Richards said he has spent the near two-decades since the meltdown doing “deep analysis” on himself because “it was time to figure out where all the anger was coming from.” He found the answer to be his own insecurities over not being wanted, which is why he turned down career opportunities during his heyday and never found the value in playing Kramer despite the enormous and award-winning success of “Seinfeld.”

“I said no to the offer of a star on the Hollywood Walk of Fame. I didn’t feel deserving,” Richards said. “I said no to hosting ‘Saturday Night Live’ twice because I didn’t feel good enough. I was never really satisfied with my ‘Seinfeld’ performance. Fame magnified my insecurities.”
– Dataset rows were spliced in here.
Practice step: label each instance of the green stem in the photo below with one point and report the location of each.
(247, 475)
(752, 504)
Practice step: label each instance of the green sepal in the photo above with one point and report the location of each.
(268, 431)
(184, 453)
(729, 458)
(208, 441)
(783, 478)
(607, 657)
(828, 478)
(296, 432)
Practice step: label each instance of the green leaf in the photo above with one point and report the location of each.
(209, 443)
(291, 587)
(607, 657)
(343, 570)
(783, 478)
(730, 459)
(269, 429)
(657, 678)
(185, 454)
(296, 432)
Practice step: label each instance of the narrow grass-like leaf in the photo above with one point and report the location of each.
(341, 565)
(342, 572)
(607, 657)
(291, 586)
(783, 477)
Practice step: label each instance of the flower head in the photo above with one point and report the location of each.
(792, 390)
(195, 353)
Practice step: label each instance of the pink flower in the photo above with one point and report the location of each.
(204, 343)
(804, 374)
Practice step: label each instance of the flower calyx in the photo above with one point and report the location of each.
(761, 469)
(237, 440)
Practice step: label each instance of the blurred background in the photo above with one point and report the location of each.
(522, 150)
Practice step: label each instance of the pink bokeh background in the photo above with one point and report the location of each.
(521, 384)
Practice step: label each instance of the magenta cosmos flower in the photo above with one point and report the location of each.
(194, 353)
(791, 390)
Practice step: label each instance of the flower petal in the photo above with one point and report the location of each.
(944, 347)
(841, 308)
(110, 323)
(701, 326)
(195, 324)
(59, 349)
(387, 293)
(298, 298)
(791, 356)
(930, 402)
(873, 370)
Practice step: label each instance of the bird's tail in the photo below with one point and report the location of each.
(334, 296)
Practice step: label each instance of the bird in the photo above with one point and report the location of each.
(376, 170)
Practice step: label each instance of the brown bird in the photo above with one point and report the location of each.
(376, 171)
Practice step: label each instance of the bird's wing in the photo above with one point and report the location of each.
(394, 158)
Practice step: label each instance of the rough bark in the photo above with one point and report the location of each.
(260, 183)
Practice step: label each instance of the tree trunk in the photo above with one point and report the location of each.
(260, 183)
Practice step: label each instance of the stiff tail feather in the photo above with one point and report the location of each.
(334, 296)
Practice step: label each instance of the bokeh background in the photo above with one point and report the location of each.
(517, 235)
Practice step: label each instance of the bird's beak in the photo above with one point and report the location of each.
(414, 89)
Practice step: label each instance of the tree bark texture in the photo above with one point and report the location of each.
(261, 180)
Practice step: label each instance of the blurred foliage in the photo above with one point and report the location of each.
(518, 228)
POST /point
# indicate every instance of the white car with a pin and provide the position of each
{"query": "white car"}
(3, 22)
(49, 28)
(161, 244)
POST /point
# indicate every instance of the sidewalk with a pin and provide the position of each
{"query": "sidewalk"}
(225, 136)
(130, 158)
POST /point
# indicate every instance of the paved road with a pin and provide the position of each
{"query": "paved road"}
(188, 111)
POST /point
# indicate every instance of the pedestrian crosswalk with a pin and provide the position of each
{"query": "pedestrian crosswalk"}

In the aftermath of the 2006 incident, Richards retreated from the spotlight and acting opportunities dried up. He had a voice role in Seinfeld’s 2007 animated film “Bee Movie,” and his only other feature film role since then was 2019’s “Faith, Hope & Love.” Most of his television appearances were in connection to his “Seinfeld” roots, as he played a fictional version of himself on three episodes of Larry David’s “Curb Your Enthusiasm” in 2009 and appeared in 2012 episodes of Seinfeld’s “Comedians in Cars Getting Coffee.” He had a supporting role on Kirstie Alley’s TV Land sitcom “Kirstie,” but the series got canceled after one season in 2014.

Richards’ memoir, “Entrances and Exits,” publishes June 4 from Permuted Press.